Personal information
- Full name: Alexander McGinn
- Place of birth: New Cumnock, Scotland
- Height: 5 ft 8 in (1.73 m)
- Position(s): Midfielder

Senior career*
- Years: Team / Apps / (Gls)
- Lanemark
- 1913–1919: Bradford City / 5 / (0)
- 1919–1925: Blackpool / 132 / (2)
- 1925–1926: Halifax Town / 7 / (0)
- Great Harwood

= Sandy McGinn =

Scottish footballer

Alexander McGinn was a Scottish professional footballer. He spent six years at Blackpool in the 1920s, making over 100 Football League appearances for the club. He also played for Bradford City and Halifax Town.

==Career==
Born in New Cumnock, McGinn joined Bradford City from Lanemark in March 1914. He made 5 league appearances for the club. He left the club in December 1919 to join Blackpool.

McGinn made his debut for Bill Norman's Blackpool midway through the 1919–20 season, in a goalless draw at Bristol City on 20 December. He went on to make a further nineteen league appearances that season, scoring one goal (in a 3–0 victory at Wolves on 6 March).

In 1920–21, McGinn made 24 league appearances. He scored one goal, in the FA Cup in Blackpool's first-round replay victory at home to Darlington.

McGinn started 34 of Blackpool's 42 league games in 1921–22. He scored one goal, the first in a 2–0 win against Bristol City at Bloomfield Road on 25 March.

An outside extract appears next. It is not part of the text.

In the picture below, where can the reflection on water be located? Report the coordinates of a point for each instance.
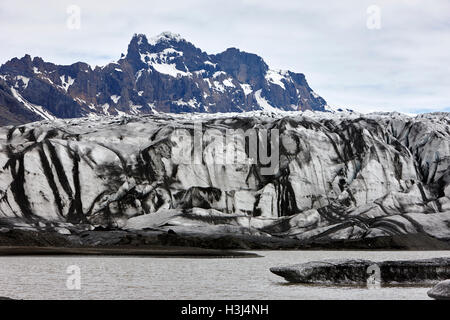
(189, 278)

36 league starts followed in 1922–23, before a spell out of the line-up in 1923–24 under Blackpool's new manager Frank Buckley. The Major selected him in seventeen of their final nineteen games of the league season, however, as well as in the club's two FA Cup ties in the New Year.

McGinn was out of favour again in 1924–25, managing just one league appearance. That appearance, at Coventry City on 9 March, was his final one for Blackpool.